Fukaya-shuku (深谷宿, Fukaya-shuku) was the ninth of the sixty-nine stations of the Nakasendō highway connecting Edo with Kyoto during the Edo period It was located in the present-day city of Fukaya, Saitama Prefecture, Japan.

==History==
Unlike many of the post towns that existed during the Edo period before the creation of the Nakasendō, Fukaya-shuku was established to be a part of the Nakasendō. During the Sengoku period, it was home to Fukaya Castle, belonging to the Uesugi clan, and near the post station was the jin'ya of Okabe Domain, a 20,000 koku holding under the Tokugawa shogunate

Per an 1843 guidebook issued by the Inspector of Highways (道中奉行, Dōchu-būgyō), the town had one honjin, four waki-honjin, and 80 hatago, with a population of 1928 persons.

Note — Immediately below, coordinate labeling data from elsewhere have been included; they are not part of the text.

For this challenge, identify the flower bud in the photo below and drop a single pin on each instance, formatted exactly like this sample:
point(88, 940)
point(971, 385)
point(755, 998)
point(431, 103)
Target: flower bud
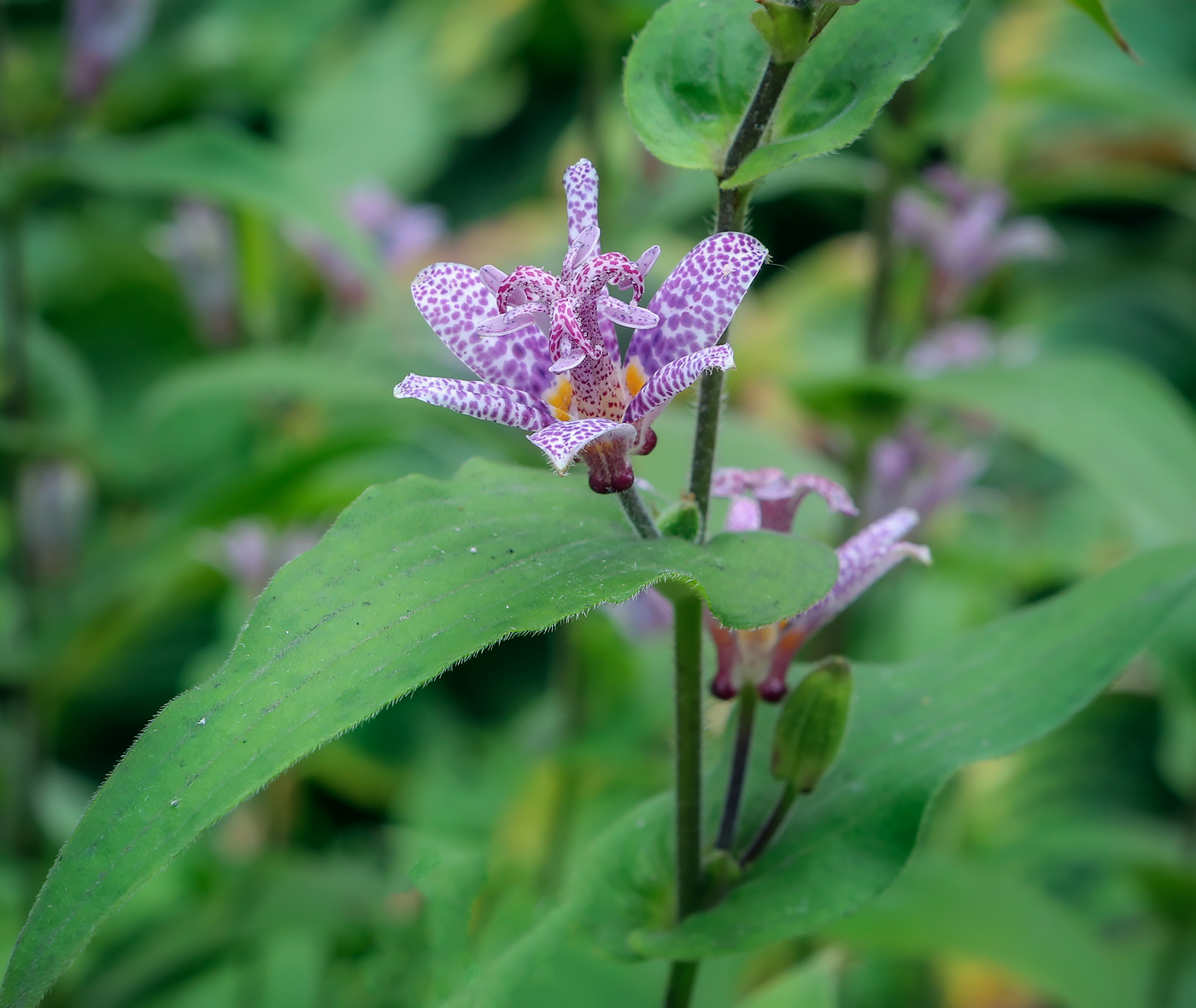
point(682, 520)
point(810, 730)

Fukaya-shuku was approximately 20 ri 27 cho from the starting point of the Nakasendō at Nihonbashi, which made it the favored stopping point for merchant-class travelers on their second day out from Edo, especially since Fukaya-shuku was famous for its large number of Meshimori onna and numerous chaya, whereas the previous station, Kumagai-shuku had neither.

Two large (4 meter tall) stone lanterns marked the entry to Fukaya-shuku, and these lanterns still exist. The gate of the former honjin has also been preserved.

==Fukaya-shuku in The Sixty-nine Stations of the Kiso Kaidō==
Keisai Eisen's ukiyo-e print of Fukaya-shuku dates from 1835–1838. The print depicts four meshimori onna on the road accompanied by a servant carrying a lantern. The sign on the lantern read “take”, advertising "Takenouchi" one of the publishers of the series of prints. To the left, more prostitutes are waiting in a display window, similar to the brothels of Yoshiwara, with a signboard again advertising "Takenouchi". In the center of the composition, two travelers are taking off their footwear and are preparing to enter the establishment. To the right are numerous other people, depicted as shadows in the early evening.